Comme le chantait Baloo, fidèle compagnon de Mowgli dans la jungle, il en faut peu pour être heureux. Emmanuel Macron a nommé Gabriel Attal Premier ministre et une vague d’espoir s’est levée. Pour ainsi dire l’enfant naturel - sauf leur respect, que tante Yvonne me pardonne - de Jeanne d’Arc et Charles de Gaulle. Si l’on en croit les réseaux sociaux, pour certains Français, avec quelques jours de retard sur le calendrier, le messie est arrivé ! Tels les rois mages, de leurs commentaires élogieux, certains viennent l’adorer.

Le messie est arrivé !

Il est vrai que quand on ne sait plus à quel saint se vouer, on n’est point trop regardant : l’auréole de Gabriel Attal lui est poussée récemment.
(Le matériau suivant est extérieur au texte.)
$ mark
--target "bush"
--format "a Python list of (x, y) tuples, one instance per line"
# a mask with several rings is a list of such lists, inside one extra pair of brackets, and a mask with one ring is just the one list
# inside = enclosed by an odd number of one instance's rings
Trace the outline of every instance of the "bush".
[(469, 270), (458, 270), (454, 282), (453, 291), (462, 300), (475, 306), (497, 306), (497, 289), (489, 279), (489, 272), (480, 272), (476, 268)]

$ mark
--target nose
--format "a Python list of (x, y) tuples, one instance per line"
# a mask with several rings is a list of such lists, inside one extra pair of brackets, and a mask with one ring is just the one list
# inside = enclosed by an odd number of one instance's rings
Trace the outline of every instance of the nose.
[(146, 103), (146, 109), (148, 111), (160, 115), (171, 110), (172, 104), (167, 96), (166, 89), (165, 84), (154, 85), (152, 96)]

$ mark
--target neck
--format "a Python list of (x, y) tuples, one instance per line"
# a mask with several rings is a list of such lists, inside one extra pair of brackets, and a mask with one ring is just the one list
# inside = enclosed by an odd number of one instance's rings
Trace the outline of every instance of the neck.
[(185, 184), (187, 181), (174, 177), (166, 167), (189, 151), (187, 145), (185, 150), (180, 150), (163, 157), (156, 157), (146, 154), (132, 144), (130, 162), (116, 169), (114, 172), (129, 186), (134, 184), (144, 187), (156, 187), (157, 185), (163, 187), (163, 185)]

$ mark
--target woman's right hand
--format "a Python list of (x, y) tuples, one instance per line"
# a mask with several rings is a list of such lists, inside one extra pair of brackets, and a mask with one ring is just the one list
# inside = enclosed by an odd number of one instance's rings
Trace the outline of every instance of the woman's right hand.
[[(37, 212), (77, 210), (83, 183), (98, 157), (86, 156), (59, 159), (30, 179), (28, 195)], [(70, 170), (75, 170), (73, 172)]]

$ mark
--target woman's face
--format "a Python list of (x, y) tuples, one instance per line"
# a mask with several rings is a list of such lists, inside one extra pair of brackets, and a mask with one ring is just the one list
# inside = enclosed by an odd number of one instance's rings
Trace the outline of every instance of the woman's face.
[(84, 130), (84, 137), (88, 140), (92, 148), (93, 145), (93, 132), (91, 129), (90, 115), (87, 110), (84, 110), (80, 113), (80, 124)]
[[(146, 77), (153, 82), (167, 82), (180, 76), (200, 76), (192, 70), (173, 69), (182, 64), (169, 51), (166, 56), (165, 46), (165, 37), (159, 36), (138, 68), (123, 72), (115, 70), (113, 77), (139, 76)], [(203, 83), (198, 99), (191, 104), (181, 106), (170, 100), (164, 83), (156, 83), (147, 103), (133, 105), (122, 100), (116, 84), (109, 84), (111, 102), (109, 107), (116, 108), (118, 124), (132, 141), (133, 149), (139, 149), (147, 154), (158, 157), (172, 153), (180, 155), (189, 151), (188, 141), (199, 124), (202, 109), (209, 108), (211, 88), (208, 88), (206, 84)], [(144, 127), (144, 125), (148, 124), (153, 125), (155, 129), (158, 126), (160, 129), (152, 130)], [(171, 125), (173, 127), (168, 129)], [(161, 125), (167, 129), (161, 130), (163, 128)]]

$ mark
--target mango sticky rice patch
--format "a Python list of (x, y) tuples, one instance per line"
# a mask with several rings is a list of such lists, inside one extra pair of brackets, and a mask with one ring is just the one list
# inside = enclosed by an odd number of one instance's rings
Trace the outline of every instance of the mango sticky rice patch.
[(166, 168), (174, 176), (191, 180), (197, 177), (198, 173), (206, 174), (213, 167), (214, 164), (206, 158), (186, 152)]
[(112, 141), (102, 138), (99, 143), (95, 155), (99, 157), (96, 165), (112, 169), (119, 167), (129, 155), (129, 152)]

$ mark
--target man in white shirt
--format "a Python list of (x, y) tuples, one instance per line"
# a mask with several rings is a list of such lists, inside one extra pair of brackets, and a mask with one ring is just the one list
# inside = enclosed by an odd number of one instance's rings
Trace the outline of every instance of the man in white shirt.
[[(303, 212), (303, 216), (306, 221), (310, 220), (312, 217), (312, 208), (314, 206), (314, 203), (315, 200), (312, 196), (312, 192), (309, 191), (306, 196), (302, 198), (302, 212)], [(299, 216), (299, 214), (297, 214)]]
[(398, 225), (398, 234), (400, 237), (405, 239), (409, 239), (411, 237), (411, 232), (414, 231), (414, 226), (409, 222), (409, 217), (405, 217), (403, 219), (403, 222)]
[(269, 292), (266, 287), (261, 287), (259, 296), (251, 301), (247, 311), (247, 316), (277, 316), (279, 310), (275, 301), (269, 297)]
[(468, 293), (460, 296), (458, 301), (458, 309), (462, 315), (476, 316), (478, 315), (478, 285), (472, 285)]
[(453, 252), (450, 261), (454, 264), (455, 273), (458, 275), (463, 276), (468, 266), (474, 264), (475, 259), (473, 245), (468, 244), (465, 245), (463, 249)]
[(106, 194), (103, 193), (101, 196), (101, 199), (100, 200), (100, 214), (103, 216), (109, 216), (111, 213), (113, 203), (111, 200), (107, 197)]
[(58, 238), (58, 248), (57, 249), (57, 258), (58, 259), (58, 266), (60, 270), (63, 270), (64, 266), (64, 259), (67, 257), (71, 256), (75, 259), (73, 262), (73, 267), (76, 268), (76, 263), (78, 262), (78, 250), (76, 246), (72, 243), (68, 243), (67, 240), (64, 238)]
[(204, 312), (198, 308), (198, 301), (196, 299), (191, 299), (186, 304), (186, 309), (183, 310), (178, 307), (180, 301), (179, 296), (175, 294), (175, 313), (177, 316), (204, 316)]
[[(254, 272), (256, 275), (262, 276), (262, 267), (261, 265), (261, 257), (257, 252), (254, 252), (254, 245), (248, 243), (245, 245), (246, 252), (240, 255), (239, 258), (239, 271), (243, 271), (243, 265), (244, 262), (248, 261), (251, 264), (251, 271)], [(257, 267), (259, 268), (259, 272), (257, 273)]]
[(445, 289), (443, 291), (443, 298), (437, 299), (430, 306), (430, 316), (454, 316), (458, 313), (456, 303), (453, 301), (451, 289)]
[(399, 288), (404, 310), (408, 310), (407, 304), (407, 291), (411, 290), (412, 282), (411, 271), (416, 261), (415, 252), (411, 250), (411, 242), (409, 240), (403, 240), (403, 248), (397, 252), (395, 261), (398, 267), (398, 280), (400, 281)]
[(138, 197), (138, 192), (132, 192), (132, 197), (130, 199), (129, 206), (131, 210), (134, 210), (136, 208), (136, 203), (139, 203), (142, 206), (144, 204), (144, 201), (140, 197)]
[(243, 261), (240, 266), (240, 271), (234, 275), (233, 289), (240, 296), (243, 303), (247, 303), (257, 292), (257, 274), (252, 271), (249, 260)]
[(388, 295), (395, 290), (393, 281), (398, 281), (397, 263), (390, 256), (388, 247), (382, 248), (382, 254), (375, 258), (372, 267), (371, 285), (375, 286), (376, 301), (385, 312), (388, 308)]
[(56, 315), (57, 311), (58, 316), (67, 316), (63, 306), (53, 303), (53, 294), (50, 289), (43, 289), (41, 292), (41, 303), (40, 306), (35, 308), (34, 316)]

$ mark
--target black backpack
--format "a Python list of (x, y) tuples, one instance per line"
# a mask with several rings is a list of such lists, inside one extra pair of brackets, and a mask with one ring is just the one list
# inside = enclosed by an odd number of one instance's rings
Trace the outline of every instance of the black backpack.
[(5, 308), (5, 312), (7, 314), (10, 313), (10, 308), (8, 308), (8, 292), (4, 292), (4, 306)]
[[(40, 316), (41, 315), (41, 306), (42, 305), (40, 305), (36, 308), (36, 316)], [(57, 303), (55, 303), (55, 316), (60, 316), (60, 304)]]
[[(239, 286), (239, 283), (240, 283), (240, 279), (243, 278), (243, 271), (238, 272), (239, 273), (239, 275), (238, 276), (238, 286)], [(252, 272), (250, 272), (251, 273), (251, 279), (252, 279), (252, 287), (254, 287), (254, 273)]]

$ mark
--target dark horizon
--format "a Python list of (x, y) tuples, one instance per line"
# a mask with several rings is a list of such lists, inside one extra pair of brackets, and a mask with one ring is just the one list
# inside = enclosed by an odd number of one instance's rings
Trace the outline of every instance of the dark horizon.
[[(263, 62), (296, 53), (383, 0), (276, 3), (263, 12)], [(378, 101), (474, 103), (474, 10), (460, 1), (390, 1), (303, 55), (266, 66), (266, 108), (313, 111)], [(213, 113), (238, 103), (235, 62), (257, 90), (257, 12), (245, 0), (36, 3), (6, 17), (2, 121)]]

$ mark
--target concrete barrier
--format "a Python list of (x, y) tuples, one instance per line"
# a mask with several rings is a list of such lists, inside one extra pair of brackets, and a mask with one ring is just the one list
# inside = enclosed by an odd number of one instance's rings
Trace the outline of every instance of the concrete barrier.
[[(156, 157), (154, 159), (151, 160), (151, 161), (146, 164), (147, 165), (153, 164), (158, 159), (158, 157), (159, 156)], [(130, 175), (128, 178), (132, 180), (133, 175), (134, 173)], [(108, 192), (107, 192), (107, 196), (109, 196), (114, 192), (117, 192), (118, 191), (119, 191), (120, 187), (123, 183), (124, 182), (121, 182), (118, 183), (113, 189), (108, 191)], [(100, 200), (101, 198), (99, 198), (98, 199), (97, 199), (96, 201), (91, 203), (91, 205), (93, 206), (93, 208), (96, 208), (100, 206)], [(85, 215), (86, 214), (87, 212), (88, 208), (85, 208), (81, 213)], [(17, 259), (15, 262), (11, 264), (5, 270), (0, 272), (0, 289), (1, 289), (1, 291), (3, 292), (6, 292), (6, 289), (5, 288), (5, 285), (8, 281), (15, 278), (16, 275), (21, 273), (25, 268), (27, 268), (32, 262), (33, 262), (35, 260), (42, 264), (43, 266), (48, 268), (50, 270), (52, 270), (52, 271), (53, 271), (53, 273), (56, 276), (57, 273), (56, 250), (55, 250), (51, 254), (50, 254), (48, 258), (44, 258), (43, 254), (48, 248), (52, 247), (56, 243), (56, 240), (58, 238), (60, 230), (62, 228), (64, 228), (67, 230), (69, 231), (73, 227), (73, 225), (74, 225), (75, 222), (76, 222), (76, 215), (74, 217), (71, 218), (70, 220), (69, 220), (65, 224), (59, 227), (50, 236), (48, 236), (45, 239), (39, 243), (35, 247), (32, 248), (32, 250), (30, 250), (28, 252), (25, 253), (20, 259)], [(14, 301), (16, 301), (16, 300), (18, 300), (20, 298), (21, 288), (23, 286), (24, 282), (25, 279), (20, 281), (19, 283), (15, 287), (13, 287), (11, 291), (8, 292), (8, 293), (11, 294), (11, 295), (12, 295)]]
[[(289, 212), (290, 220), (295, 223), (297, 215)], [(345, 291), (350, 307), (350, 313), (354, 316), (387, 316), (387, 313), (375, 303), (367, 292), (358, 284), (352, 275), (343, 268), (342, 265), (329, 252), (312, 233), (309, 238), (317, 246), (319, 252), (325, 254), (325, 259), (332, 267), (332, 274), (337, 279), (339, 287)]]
Le groupe Jalons avait inventé, dans un pastiche du Carnet du jour du Figaro, le vicomte de Puypeu, voici le chevalier de Puypeu. Sans peur et sans reproche. Ou presque. Enterré, son zèle antinucléaire de 2019, oubliées, ses sorties tonitruantes durant la crise du Covid - « Qui emmerde la vie de qui ? Ceux qui s’opposent au vaccin ! » -, oublié, son passé socialiste « dans la mouvance de Strauss-Kahn », exit, son soutien feutré dans Têtu à la GPA, disparu, son soutien à Orelsan dont il a confié avoir « monté le fan-club à l’Assemblée » - fan inconditionnel, jusqu’au néologisme « Marie-Trintigner », dont le rappeur est l’inventeur, ou jusqu’au titre Sale pute, dans lequel il évoquait l’idée « d’avorter à l’Opinel » son ex avant de la comparer à « une truie [méritant] sa place à l’abattoir » ? Les féministes apprécieront -, il aura suffi de quelques mots très fermes sur l’abaya assortis d’un plaidoyer sur l’uniforme et le brevet des collèges pour devenir la planche de salut. Deux clins d’œil et un claquement de talonnettes : c’est facile, de soigner sa cote de popularité. Il faut vraiment que le magistère de gauche ait un poids bien lourd pour que d’autres ne s’y essaient. Pourtant, inutile de rien attendre de lui côté immigration, les constats les plus simples lui sont étrangers, c’est le cas de le dire. Le 25 avril 2021, invité de Questions politiques (France Info, Le Monde, France Inter), il déclarait : « Ce que je refuserai toujours, c’est de tirer un trait entre immigration et terrorisme », qui vise « à dresser les gens les uns contre les autres, à attiser la haine dans notre pays ». Si Attal est le petit Jésus, le terrorisme islamiste est arrivé, lui, sous nos latitudes, par l’opération du Saint-Esprit. Comme l’écrivait Le Point, en septembre dernier, commentant un sondage IFOP, Gabriel Attal, avec « l’effet abaya », a « marqué des points ». Une précision : « L'élu venu de la gauche progresse surtout auprès des personnes âgées (67 % de bonnes opinions, +32 points du côté des 70 ans et plus). »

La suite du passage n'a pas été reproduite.